I have just completed the first grueling week of my
retirement. I know, my one reader will
wonder how I jumped from two months to go and the many domestic and structural surprises
I encountered each evening when I came home, to the present moment where I am
stretched out on a lounge chair in a post World Cup stupor, under a welter of
fans trying to keep cool. And now, with
a cold compress on my forehead, I find myself wondering if my first fearful
question about my ability to cope with both leisure and the loss of the thrill
of my job, asked ten months ago, has been answered.
Let’s deal with the latter problem first; the thrill of the
job. A characteristic of June in education
has traditionally been its winding-down quality. Exams done, the students leave us in peace
and people start coming to work in flip flops, in direct contravention of
Health and Safety admonitions, and pottering around in a leisurely
fashion.
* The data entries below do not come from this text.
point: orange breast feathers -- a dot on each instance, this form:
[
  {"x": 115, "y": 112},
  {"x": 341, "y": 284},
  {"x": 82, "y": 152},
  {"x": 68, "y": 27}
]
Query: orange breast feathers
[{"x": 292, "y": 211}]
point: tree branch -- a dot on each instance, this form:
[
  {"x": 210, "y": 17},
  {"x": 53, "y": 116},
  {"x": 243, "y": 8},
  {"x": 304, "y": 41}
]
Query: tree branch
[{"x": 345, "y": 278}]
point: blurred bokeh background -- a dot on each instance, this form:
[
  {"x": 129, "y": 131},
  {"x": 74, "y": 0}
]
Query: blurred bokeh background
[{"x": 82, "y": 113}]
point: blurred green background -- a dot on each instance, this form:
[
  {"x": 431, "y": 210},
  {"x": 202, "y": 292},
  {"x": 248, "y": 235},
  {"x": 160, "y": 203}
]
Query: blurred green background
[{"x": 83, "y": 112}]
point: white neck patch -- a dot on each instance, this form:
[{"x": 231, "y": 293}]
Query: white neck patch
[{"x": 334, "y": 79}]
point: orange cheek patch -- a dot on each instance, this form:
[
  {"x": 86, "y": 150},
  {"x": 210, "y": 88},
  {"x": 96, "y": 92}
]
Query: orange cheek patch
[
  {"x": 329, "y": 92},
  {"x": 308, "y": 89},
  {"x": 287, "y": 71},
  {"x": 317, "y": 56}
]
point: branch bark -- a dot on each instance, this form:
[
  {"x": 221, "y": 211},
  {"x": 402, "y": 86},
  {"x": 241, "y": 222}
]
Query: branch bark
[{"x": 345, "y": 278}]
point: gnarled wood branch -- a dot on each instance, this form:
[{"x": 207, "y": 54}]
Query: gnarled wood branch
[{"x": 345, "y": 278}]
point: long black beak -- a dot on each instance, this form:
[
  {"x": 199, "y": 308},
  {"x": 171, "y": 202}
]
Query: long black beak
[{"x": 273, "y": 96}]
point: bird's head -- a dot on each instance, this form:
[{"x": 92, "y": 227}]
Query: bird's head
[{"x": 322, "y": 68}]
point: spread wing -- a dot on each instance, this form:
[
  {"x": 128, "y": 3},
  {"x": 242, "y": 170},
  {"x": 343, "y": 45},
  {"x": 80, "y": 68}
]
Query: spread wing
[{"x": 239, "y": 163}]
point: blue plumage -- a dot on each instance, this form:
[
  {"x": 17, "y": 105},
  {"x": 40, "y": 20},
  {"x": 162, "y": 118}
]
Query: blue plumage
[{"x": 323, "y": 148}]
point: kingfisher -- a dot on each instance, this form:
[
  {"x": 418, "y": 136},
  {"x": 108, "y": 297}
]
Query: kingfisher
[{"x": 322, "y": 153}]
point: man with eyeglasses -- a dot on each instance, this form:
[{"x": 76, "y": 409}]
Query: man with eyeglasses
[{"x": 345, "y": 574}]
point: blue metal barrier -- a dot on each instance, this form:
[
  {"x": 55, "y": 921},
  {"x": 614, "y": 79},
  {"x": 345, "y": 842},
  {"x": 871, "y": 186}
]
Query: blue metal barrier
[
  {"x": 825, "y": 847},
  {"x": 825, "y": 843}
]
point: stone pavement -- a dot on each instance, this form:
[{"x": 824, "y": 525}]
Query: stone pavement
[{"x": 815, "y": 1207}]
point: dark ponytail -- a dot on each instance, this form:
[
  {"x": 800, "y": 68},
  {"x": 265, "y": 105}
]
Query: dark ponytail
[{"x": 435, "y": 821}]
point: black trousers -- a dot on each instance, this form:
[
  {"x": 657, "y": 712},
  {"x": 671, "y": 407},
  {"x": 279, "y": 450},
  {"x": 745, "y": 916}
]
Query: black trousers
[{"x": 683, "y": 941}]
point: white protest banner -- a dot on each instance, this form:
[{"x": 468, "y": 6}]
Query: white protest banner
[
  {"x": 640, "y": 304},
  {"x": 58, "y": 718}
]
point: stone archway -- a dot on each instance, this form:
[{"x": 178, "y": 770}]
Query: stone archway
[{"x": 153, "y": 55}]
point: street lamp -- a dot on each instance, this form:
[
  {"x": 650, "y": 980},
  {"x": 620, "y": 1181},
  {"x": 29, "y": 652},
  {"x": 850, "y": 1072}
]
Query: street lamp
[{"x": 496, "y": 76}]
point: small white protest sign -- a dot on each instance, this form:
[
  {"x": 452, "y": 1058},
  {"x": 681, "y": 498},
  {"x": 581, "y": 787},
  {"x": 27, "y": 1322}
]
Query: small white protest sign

People have time to talk. In
the hallway, you hear happy voices raised saying “I’m going for sushi…anyone
want anything?” Then on the second to
last day a mad flap of handing the little darlings their report cards and
yearbooks, a weenie roast to bid adieu to the retirees and the annual legions
of the laid-off, and then an eerie silence descends upon the place. By noon the school is empty except for the
management, and the whorls of dust in the slanted shafts of sunlight.
Not this June. This
June the teachers’ union broke the tension of a 3 month work to rule, the
upside of which was no meetings with management…and brought their teachers out
to the picket line. I always used to
wonder when big auto company workers went on strike and management were left to
make cars, how they did it. In fact I
always wondered if the lemons I kept buying WERE cars made by management. I
never realized till this strike what a lot of swanning about signing papers and
smiling encouragingly to the workers my job involved. While the hapless teachers were out
impoverishing themselves in the sun, in a doomed effort make the government see
reason, we, the management, were inside the darkened school emptying garbage bins, shifting
heavy boxes off the sidewalk because unionized drivers wouldn’t drive into the
receiving area, doing everyone’s marks, running exams that in a normal year
take 20 people to do, moving furniture, cleaning things, and waiting for our
keepers at HQ to shoot along any good news they might hear.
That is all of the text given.